Jean-Michel Guenassia ne s’est certes pas trompé en laissant tomber le métier de scénariste télé pour devenir écrivain à temps plein: Trompe-la-mort, son quatrième roman, est le genre de bouquin qui parvient si vite à nous happer qu’on ne voit ni le temps filer, ni les pages défiler. D’ailleurs, maintenant qu’on l’a terminé, on vous envie. Sachant quel fabuleux plaisir de lecture ce livre vous réserve, on ne peut s’empêcher d’être un peu jaloux...

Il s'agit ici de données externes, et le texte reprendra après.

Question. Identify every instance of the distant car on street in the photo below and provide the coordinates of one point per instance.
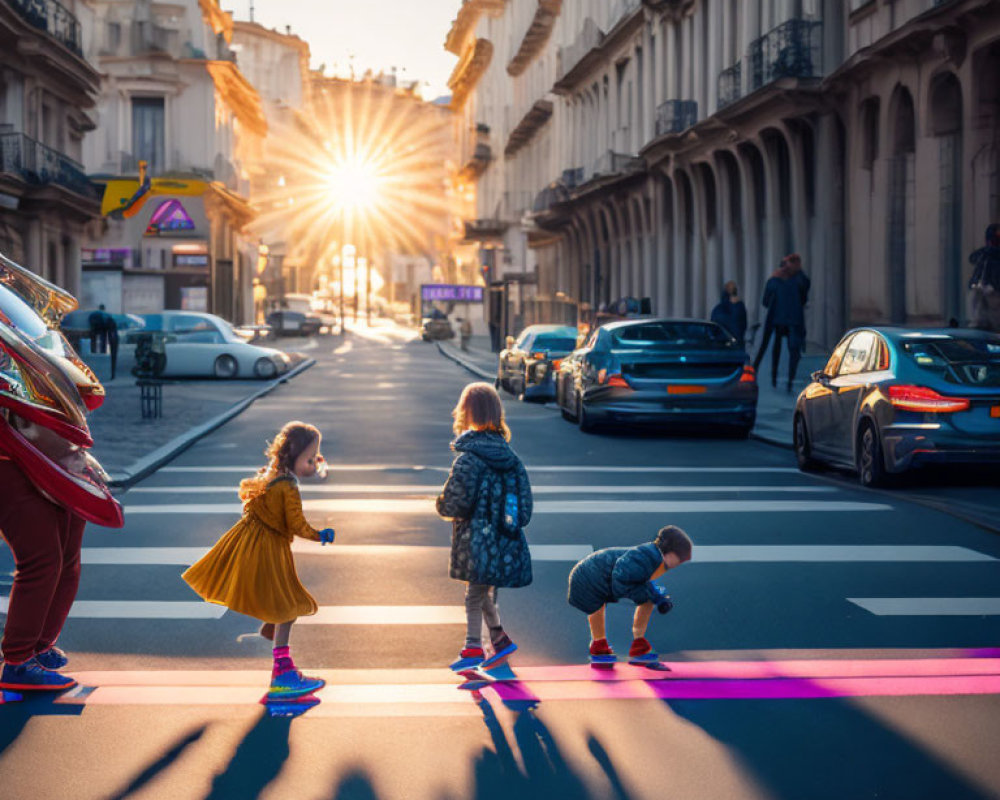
(527, 365)
(670, 372)
(890, 399)
(293, 323)
(203, 345)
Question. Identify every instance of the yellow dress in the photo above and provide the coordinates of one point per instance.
(250, 570)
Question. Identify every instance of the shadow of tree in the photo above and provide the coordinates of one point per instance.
(257, 761)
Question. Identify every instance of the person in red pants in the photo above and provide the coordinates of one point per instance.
(45, 540)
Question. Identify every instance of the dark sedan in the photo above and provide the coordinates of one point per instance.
(659, 371)
(892, 398)
(527, 365)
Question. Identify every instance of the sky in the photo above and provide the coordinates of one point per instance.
(379, 34)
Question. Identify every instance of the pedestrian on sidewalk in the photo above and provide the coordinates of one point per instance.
(465, 331)
(984, 286)
(616, 573)
(488, 499)
(770, 291)
(731, 313)
(250, 570)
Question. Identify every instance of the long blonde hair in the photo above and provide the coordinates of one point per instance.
(282, 453)
(479, 409)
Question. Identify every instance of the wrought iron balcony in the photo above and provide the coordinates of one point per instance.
(53, 18)
(675, 116)
(37, 164)
(791, 50)
(730, 84)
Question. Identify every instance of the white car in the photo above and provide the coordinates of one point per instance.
(200, 345)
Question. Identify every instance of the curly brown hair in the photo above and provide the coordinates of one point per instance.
(282, 453)
(480, 409)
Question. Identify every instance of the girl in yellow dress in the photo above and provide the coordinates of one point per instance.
(250, 570)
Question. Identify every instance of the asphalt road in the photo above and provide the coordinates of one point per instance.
(826, 642)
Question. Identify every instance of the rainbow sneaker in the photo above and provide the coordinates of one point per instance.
(293, 683)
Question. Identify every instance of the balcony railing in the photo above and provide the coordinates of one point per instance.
(675, 116)
(53, 18)
(37, 164)
(730, 84)
(791, 50)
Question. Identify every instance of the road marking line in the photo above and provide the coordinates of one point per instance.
(426, 506)
(327, 615)
(929, 606)
(252, 468)
(185, 556)
(705, 554)
(435, 489)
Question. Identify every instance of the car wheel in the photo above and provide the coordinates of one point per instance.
(265, 368)
(871, 465)
(582, 418)
(803, 450)
(225, 367)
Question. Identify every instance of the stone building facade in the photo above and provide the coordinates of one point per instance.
(47, 96)
(659, 148)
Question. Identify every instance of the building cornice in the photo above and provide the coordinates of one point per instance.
(469, 69)
(536, 36)
(535, 117)
(465, 22)
(239, 95)
(606, 44)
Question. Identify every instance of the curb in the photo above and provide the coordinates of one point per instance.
(462, 362)
(143, 467)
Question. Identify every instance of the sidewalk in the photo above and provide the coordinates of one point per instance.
(774, 406)
(129, 447)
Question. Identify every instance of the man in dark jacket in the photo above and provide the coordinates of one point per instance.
(614, 573)
(791, 293)
(731, 313)
(984, 286)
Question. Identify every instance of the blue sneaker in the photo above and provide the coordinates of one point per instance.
(32, 676)
(293, 684)
(502, 650)
(53, 658)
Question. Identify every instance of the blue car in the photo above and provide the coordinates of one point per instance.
(668, 372)
(891, 399)
(527, 365)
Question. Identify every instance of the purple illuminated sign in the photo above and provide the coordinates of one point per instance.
(449, 292)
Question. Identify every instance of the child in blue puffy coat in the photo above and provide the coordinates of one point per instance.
(608, 575)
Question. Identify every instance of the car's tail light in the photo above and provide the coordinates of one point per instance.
(920, 398)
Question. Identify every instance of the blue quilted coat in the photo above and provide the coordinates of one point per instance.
(613, 573)
(474, 498)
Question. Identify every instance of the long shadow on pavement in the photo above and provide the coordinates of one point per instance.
(801, 750)
(257, 761)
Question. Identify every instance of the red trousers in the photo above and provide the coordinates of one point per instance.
(45, 539)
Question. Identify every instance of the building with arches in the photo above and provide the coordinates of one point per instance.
(659, 148)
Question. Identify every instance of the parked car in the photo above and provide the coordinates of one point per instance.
(659, 372)
(293, 323)
(433, 328)
(197, 344)
(527, 366)
(890, 399)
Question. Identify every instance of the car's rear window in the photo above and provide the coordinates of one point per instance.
(970, 362)
(548, 341)
(672, 334)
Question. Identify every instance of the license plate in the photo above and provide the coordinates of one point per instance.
(685, 389)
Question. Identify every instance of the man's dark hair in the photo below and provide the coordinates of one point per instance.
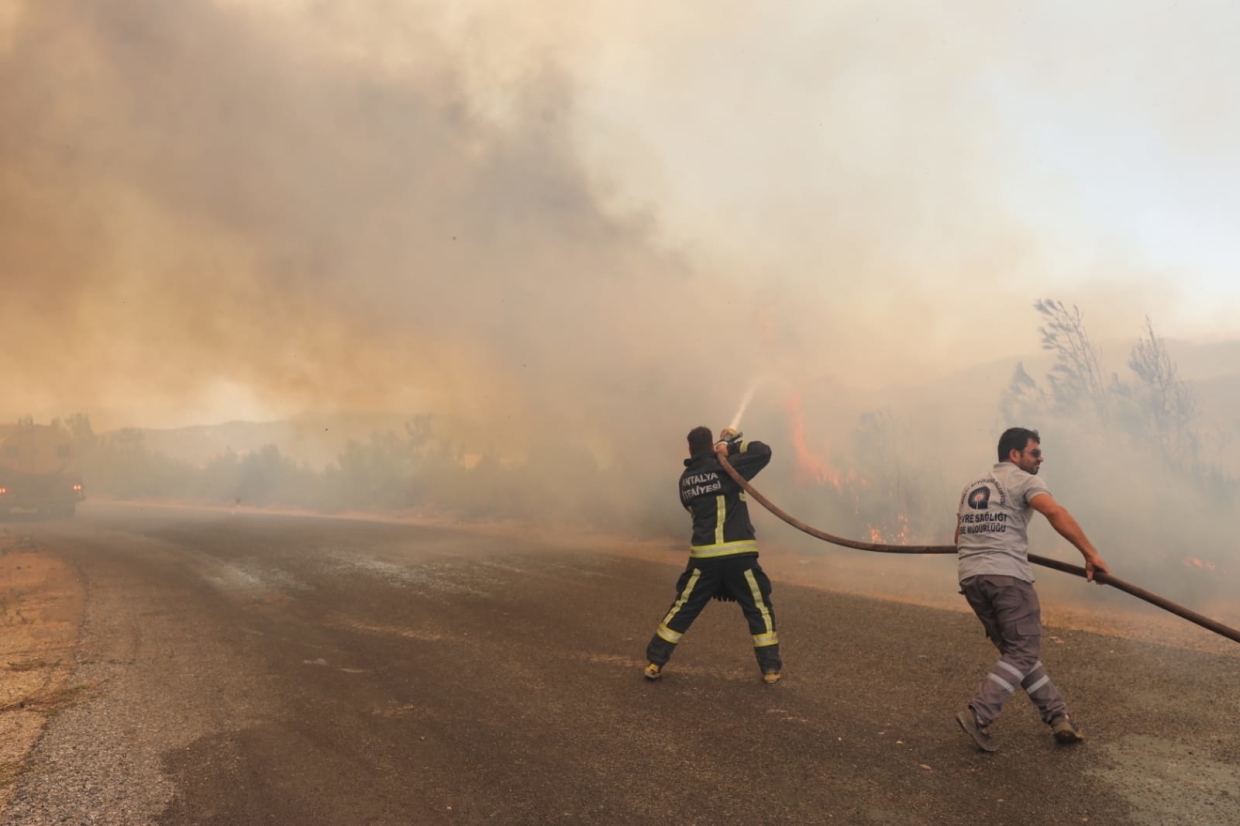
(1016, 439)
(701, 440)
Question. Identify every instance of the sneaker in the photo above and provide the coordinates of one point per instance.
(1065, 731)
(981, 734)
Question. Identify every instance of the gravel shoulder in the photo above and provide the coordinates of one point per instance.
(41, 609)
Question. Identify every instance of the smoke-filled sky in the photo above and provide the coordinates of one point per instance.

«Au début des années 1980, j’ai écrit un roman policier très classique [ Pour cent
millions, qui a été réédité l’an dernier au Livre de poche sous le titre Dernière
donne], précise Jean-Michel Guenassia, qu’on a joint chez lui à Paris. Mais il est passé presque inaperçu, d’autres titres plus importants ayant été publiés à la même époque. En fait, c’est surtout Le
Dahlia noir de James Ellroy qui m’a posé problème. Je me suis dit que si je n’étais pas capable d’écrire quelque chose d’aussi fort et d’aussi abouti, ça ne valait pas la peine de continuer.»
Du coup, Jean-Michel Guenassia a mis sa carrière d’écrivain entre parenthèses pendant près de 20 ans avant d’attaquer son deuxième roman. Et cette fois-ci, il ne tardera pas à connaître la consécration: en plus d’avoir été l’une des plus belles surprises de la rentrée littéraire 2009, Le Club des incorrigibles optimistes remportera le prix Goncourt des lycéens et le prix des lecteurs de Notre Temps. Suivra trois ans plus tard La vie
rêvée d’Ernesto G., qui sera également encensé de toutes parts.
BROTHERS IN ARMS
Aussi bons soient-ils, on a cependant un faible pour Trompe-la-mort, qui raconte le destin incroyablement riche en péripéties de Thomas Larch.
«Au départ, j’avais l’idée d’un homme très fortuné qui demanderait à quelqu’un d’aller chercher son fils à l’étranger, ce qui obligerait ce dernier à revenir dans le pays de son enfance et à faire le point sur son passé, précise Jean-Michel Guenassia. Mais formulée comme ça, je n’arrivais pas à en tirer quoi que ce soit. C’est au cours d’un voyage en Inde que ça a percuté: une partie de l’histoire allait se dérouler làbas, parce que dans ce pays, on a toujours l’impression que la réalité nous échappe.» Derrière les sourires chaleureux et le décor époustouflant des rues de Delhi se cachent en effet bien des choses qu’il vaut mieux continuer à ignorer. Tom Larch, qui y a passé les huit premières années de sa vie et qui en conserve de merveilleux souvenirs, hésitera donc à retourner en Inde pour retrouver l’unique héritier d’un milliardaire anglais.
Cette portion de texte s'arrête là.